In finding a way to tell the stories of the past, the key was in creating an implement of the future.

A center of culture, creativity, and innovation with a rich and vibrant history, Grenoble is not only the home to Thurcuir’s company, but also to a diverse group of innovators, cultural advocates, and inventors, all of whom would eventually become partners in the endeavor to bring the Jules Verne augmented reality glasses to life.

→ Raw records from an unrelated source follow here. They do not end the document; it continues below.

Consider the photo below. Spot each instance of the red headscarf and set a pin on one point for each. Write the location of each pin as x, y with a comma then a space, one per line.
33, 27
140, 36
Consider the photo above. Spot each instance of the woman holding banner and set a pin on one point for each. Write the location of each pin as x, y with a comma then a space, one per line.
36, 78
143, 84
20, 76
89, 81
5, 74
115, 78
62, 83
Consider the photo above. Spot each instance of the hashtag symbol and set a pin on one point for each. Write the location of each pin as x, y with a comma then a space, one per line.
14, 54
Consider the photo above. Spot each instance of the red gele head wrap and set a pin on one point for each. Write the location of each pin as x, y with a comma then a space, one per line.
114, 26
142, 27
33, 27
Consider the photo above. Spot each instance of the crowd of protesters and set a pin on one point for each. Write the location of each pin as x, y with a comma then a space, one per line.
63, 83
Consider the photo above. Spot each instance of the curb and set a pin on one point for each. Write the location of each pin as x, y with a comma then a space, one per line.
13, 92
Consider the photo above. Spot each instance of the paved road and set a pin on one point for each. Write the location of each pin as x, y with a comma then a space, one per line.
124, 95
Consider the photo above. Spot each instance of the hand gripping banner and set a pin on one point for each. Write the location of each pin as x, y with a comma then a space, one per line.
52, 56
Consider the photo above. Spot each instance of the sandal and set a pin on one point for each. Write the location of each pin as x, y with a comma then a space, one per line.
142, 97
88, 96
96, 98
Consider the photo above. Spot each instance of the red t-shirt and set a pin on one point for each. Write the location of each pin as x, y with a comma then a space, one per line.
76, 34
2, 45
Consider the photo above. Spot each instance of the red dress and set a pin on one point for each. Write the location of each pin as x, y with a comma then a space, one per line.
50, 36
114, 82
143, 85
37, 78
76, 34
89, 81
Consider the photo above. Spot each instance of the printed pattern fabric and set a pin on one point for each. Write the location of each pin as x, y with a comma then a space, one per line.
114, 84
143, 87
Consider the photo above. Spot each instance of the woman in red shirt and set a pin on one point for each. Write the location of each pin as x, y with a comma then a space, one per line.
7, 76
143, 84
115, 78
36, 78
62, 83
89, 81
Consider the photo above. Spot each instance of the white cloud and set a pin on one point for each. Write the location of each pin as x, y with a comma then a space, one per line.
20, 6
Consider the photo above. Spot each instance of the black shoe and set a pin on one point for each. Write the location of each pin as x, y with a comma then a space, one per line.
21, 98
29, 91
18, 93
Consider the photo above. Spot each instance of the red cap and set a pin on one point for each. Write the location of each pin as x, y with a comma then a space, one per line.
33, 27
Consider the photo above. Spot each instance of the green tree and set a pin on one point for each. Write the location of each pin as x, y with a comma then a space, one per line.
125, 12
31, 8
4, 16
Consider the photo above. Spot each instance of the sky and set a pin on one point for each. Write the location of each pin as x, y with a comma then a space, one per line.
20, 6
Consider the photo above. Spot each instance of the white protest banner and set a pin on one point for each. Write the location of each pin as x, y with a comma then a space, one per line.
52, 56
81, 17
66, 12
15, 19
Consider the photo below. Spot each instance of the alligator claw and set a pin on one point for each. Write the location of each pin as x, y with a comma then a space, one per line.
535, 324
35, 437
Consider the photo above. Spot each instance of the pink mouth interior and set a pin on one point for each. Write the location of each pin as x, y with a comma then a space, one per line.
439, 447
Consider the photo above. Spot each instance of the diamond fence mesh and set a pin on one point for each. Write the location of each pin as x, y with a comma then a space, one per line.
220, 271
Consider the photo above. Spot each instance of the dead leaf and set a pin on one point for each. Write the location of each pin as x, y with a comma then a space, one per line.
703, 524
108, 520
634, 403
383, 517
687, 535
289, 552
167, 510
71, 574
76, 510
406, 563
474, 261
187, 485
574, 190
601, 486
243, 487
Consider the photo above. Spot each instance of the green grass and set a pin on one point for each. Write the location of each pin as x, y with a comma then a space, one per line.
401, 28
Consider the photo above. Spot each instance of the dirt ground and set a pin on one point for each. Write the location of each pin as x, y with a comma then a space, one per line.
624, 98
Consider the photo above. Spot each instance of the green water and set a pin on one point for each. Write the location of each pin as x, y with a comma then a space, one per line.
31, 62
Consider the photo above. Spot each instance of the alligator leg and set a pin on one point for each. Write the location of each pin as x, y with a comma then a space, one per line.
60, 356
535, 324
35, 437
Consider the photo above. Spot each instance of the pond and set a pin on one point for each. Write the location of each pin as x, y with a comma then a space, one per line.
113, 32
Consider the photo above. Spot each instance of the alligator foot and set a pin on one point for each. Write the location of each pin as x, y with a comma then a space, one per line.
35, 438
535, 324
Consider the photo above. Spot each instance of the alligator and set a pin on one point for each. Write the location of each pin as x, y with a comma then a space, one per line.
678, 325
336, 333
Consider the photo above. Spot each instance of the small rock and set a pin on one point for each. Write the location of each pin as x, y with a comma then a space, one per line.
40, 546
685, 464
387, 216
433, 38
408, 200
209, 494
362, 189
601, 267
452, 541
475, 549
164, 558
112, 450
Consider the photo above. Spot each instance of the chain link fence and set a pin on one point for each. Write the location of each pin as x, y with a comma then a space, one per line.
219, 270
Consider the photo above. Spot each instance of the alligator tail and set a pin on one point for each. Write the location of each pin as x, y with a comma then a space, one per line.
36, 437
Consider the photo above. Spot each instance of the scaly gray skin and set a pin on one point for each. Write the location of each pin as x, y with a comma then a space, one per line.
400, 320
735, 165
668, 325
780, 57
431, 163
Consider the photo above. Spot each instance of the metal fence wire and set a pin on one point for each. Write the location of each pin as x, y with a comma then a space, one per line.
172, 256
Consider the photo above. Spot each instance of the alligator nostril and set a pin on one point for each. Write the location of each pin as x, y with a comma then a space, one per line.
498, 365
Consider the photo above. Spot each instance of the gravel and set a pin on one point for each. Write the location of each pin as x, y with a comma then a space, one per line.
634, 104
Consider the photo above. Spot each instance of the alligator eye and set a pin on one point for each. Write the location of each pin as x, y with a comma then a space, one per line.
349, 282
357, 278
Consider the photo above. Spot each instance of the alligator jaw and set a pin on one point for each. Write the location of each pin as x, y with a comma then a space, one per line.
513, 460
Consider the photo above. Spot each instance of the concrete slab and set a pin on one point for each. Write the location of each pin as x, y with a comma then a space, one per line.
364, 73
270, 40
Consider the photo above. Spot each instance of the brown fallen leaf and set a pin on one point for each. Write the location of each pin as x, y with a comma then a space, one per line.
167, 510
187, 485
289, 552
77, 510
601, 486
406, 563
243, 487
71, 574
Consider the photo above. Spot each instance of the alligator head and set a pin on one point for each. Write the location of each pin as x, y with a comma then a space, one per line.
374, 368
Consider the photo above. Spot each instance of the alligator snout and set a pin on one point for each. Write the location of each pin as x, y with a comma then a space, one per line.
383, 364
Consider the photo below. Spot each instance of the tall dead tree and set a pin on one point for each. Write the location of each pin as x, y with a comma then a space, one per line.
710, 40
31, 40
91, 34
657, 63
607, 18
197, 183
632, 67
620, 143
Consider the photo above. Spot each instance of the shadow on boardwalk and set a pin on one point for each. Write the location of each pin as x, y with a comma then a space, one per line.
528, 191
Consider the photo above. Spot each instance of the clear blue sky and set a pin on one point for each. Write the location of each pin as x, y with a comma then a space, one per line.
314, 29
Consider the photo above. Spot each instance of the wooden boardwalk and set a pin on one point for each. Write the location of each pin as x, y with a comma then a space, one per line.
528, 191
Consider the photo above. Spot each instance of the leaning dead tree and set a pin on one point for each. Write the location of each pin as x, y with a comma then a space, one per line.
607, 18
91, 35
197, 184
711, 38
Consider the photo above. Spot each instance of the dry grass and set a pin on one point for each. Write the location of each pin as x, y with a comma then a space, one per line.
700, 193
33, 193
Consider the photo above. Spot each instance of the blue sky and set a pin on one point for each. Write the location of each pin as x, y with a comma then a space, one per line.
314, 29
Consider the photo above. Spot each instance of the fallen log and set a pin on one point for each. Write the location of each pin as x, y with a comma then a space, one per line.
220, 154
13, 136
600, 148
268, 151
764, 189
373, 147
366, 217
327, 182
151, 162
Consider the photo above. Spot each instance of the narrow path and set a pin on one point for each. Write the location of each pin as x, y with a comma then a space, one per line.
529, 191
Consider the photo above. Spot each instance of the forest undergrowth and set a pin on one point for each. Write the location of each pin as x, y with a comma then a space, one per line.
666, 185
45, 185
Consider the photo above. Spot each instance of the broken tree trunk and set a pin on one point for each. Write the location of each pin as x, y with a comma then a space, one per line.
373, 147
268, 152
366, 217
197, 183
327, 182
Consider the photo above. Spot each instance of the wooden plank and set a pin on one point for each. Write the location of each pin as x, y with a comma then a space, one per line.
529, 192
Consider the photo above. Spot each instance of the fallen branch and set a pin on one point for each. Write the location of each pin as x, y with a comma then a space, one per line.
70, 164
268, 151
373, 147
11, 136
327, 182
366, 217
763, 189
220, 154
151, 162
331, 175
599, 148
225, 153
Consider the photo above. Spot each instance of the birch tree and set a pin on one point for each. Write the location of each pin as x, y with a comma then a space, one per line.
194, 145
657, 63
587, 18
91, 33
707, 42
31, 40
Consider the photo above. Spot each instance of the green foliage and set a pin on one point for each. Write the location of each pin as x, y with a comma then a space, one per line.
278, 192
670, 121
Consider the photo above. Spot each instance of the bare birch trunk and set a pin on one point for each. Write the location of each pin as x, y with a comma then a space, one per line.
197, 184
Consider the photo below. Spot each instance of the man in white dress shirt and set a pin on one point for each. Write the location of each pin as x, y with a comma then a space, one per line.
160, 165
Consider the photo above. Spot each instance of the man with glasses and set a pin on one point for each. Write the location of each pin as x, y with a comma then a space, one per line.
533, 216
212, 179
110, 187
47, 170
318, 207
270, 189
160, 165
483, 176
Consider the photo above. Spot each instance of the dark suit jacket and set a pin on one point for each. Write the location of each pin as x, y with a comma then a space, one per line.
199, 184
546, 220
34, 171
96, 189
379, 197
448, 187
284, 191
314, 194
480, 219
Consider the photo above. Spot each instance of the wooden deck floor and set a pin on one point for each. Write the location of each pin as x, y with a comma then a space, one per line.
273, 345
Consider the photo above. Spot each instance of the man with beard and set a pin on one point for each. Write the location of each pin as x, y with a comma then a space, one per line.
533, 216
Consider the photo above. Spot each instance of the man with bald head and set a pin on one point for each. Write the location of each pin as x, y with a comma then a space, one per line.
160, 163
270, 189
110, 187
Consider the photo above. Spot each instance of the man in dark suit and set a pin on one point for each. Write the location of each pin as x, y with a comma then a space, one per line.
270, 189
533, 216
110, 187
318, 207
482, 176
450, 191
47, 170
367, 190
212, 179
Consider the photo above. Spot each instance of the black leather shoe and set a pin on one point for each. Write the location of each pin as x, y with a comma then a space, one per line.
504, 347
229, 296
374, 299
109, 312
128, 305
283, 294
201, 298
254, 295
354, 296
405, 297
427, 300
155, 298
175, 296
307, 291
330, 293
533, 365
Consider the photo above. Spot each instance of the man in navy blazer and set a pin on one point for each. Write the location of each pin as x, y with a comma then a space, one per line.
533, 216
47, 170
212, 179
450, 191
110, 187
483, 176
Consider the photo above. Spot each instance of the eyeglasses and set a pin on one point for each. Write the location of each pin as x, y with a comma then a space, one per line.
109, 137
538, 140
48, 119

Hexagone, representing the arts, together with La CEA Grenoble, representing technology, created the Atleier Arts Sciences which housed and supported the project. Through this initiative, Thircuir was connected with ActivMotion, Akylas, and MicroOLED. The team created a moving theatrical and cultural experience: ActivMotion provided a bespoke headset that rests on the outer part of the ear, thus not blocking out the sounds of life in the city, instead adding a narrative and acting as de facto guide. MicroOLED, specialists in micro-displays, created the technology allowing the augmentation to be housed in the inner lens of a pair of otherwise discrete sunglasses and Akylas provided the engineering and design support to pull the effort together and see the glasses go from rendering to real life.

 

Whether a tourist in Grenoble or a local, users simply put on the glasses and headset, download an app, and listen to the storyteller guide take them, in this first use case and rightly so, on a walking tour of the rich history of science and engineering in the town at the foot of the French Alps. The glasses use geolocation and indicators to then reveal and overlay various images depending on where the user is and which part of the story is being told: here, it’s the history of Houille Blanche, then it’s the Jardin de Ville, and so on. Users will have a visual and auditory experience of the story before the display changes and the user moves to the next bit of hidden history waiting to be revealed.

 

What the Jules Verne use case tells us definitively is that in this sleek and simple glasses design, any city or town, any cultural center or society, any tourism group, can adapt the same technology, engineering, and design to fit their location and tell the stories that are theirs alone to tell. Stories that tell us who we are in the places that we live and visit, that allow us to feel more a part of the continuity of time.

 

For Jules Verne, Bruno Thircuir, and the team of innovators in Grenoble, everything they do begins with a simple idea - an idea which, at one time, might have seemed impossible. But as Jules Verne once wrote: “Anything one man can imagine, other men can make real.” With his namesake glasses, he proves himself the prophet once again.